Потом пришла настоящая зима с непреходящими морозами. На стеклах цехов появились белые еловые лапы и скоропись арабских букв, а по ночам вся наружная стеклянная стенка сверкала переливами ледяных огней.
СП появлялся внезапно: утром, вечером. Уговорил их работать в предпраздничные дни и даже на Новый год. Последний раз она видела, как он сидел с испытателями, был весел, рассказал к месту анекдот, спросил.
– Успеем со вторым комплектом?
И бригадир ответил, вставая:
– Надо успеть.
Потом она как-то его не видела.
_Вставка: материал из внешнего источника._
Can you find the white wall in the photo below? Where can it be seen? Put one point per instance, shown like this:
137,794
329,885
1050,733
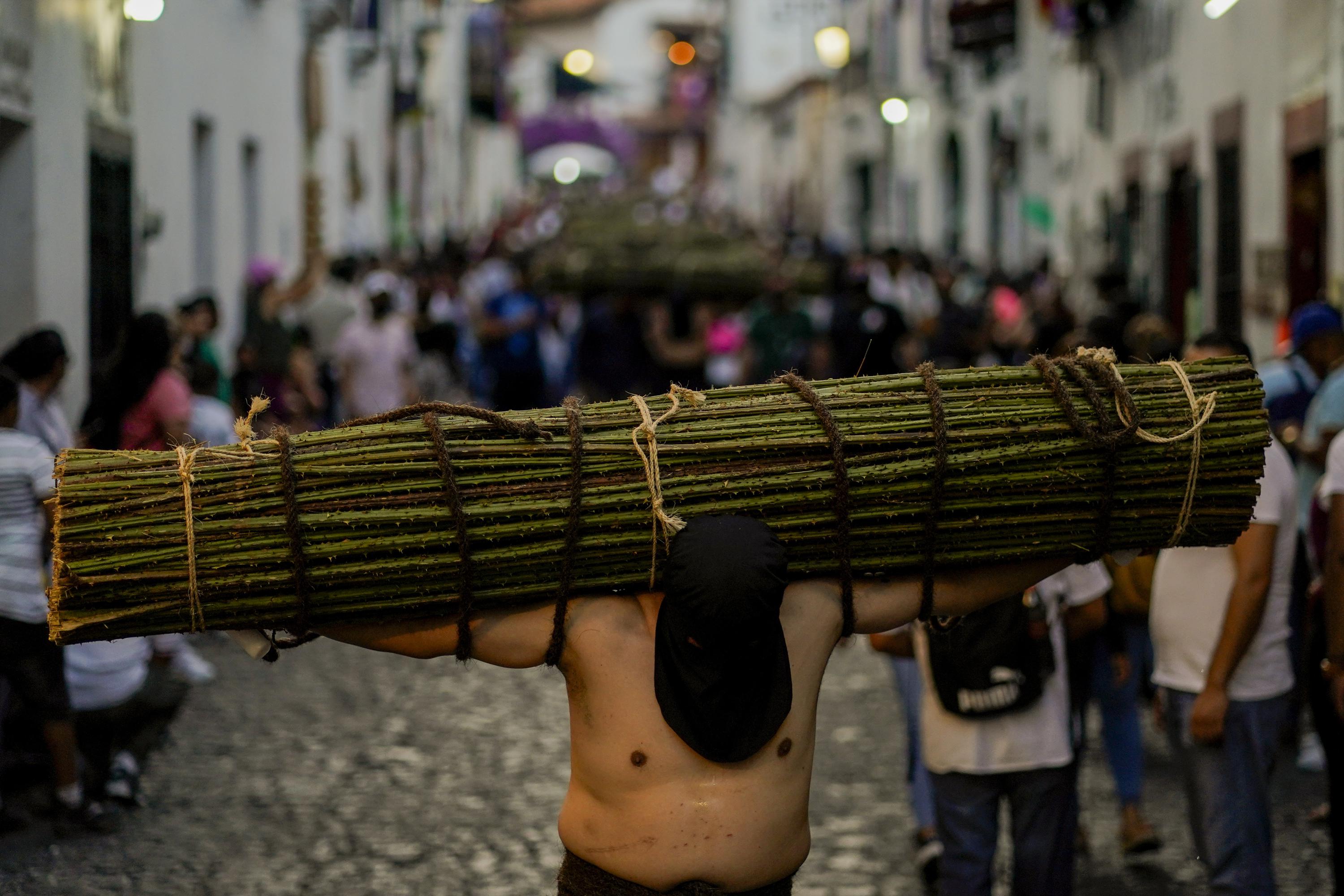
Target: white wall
238,66
357,109
61,186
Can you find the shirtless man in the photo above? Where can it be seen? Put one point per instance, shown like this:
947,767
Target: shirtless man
693,712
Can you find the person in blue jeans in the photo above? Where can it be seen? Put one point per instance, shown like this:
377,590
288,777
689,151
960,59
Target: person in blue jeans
1109,668
1221,632
1116,675
1025,757
900,648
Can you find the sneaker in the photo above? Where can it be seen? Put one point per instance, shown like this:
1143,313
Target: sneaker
1311,754
929,860
92,817
124,788
191,667
1139,837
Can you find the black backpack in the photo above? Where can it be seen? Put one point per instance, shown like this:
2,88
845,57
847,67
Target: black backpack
995,661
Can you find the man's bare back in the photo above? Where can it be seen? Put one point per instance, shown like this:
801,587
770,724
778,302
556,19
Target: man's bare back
647,808
643,805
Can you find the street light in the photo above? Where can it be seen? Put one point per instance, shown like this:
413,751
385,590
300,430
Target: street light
143,10
896,111
832,46
568,170
681,53
578,62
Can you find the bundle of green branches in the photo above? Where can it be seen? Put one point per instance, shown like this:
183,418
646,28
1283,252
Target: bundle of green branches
375,534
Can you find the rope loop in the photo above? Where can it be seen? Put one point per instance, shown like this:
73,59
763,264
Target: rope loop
572,532
663,521
1101,362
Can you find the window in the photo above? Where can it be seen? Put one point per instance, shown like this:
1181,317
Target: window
203,203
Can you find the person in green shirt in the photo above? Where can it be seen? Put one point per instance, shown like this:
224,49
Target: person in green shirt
780,331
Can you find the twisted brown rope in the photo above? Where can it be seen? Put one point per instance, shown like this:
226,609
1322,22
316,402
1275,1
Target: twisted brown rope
840,500
185,462
668,523
572,532
464,548
1201,412
1105,435
429,413
523,431
939,424
289,482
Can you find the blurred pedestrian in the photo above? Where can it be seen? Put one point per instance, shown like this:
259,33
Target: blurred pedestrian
1221,630
1319,330
996,726
375,353
613,357
1292,383
211,420
780,331
1111,667
29,661
928,849
39,362
508,331
268,328
143,402
198,319
124,704
1324,668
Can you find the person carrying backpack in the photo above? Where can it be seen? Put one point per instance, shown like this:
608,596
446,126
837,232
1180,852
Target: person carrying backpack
996,726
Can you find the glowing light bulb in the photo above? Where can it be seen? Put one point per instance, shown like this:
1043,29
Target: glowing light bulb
896,111
832,46
143,10
568,170
1215,9
681,53
578,62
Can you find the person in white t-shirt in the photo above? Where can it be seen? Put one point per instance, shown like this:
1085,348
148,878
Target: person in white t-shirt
1025,757
29,661
375,353
1326,650
124,704
1219,626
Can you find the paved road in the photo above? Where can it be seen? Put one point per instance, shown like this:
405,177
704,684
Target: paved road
349,773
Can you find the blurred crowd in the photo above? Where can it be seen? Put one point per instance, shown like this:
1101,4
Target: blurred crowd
1232,645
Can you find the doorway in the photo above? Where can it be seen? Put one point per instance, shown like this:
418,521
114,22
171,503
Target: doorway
111,279
1182,245
1228,277
1305,226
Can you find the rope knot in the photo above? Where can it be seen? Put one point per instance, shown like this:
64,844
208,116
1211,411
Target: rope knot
663,521
244,425
186,460
1097,355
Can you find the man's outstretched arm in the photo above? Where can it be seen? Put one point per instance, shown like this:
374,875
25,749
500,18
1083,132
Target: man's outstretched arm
881,606
511,638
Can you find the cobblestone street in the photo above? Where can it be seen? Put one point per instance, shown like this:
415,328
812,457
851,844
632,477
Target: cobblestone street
349,773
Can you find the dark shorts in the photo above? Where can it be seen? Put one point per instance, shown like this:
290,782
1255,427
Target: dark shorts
35,668
581,878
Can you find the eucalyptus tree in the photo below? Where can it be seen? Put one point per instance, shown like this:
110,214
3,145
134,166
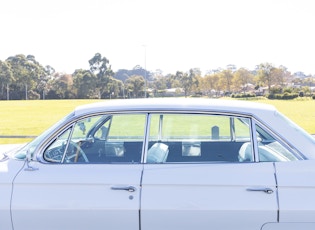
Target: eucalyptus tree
6,78
226,78
85,83
99,66
26,71
135,86
265,74
242,77
187,80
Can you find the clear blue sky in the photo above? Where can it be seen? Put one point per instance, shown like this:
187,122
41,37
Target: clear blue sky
177,34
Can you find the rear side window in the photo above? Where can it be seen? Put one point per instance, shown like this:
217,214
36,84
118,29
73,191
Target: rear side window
197,138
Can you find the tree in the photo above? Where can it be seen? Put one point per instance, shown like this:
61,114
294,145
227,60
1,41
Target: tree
210,83
226,77
6,78
242,77
135,85
99,66
85,84
264,71
26,72
187,80
60,87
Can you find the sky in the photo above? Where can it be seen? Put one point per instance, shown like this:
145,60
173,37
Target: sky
170,35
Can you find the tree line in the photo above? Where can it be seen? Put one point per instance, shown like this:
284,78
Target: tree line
22,77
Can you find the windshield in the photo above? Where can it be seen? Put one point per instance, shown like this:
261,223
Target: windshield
31,146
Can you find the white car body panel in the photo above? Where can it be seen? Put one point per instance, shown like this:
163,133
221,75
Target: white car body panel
207,196
79,197
8,170
289,226
296,184
179,196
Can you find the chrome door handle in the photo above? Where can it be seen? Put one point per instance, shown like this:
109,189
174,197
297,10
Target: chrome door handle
125,188
266,190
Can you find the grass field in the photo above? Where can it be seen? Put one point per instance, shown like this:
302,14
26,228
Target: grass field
30,118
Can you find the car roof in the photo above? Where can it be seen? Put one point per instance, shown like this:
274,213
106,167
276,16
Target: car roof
176,104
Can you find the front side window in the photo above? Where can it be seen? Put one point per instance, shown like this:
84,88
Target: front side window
270,149
100,139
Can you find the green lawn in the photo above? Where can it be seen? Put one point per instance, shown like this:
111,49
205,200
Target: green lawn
33,117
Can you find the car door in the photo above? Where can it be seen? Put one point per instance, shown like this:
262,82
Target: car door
199,178
94,184
296,187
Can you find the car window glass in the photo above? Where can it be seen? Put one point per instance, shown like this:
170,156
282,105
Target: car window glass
100,139
270,149
198,138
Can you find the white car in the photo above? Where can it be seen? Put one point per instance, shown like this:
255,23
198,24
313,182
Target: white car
163,164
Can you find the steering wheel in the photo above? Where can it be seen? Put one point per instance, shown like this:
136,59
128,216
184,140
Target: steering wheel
78,152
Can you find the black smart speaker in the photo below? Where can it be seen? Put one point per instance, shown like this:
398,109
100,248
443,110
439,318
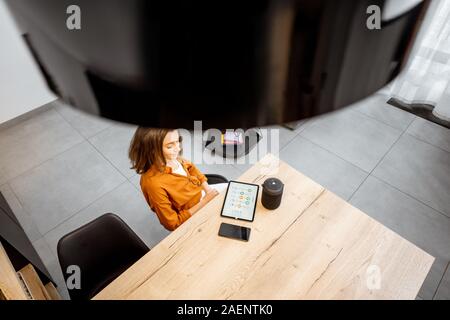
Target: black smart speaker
272,193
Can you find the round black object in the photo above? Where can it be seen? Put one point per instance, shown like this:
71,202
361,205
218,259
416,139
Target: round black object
272,193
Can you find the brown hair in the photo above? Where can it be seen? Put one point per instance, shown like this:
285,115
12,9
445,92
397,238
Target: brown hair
146,148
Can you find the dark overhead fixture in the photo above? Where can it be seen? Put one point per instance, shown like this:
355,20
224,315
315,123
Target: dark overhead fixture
230,64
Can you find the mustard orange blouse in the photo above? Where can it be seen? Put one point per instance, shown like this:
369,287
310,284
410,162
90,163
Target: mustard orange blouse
171,195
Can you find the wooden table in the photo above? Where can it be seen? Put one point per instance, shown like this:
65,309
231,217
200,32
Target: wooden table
314,246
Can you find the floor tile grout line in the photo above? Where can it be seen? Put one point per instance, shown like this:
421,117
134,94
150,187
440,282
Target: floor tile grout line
86,206
49,159
440,281
427,142
334,154
383,122
79,132
95,148
412,197
105,158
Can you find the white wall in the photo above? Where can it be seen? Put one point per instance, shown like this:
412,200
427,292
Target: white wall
22,88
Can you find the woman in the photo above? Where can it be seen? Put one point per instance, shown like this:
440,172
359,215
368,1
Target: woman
173,187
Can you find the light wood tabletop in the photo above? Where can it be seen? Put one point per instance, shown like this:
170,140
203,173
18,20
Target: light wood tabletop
314,246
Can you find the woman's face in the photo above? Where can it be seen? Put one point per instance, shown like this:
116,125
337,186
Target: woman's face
171,145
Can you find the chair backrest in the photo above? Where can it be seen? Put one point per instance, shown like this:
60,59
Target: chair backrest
102,249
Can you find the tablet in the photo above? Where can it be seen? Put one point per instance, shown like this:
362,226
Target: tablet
240,201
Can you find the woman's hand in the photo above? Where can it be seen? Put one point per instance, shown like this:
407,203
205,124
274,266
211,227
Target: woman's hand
206,187
207,198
Поговаривали, что он в больнице, ничего особенного, но она не поверила. Об СП всегда ходила масса легенд. Закончили со вторым комплектом лунной станции и стало чуть легче.
С утра она сбегала к проектантам. В огромной комнате сидели ровно подстриженные мальчики. Они писали, рисовали, чертили, беседовали с приглашенными. Время от времени в комнату входил шеф. Он проходил не спеша, задумчиво, словно директор большого магазина расхаживал среди вежливых продавцов. И чувствуя его взгляд, мальчики внезапно входили в раж и отчаянно спорили, а то напускали вдруг на себя недоступно важный вид, и тогда всем становилось ясно, как основополагающи их дела и как они этим заняты. Но ей были вовсе ни к чему эти фокусы: она из КИСа. Вне очереди подписала документ и отчитала их ещё, услышав походя о её теоретиках: «У них с ориентацией – чёрте-что».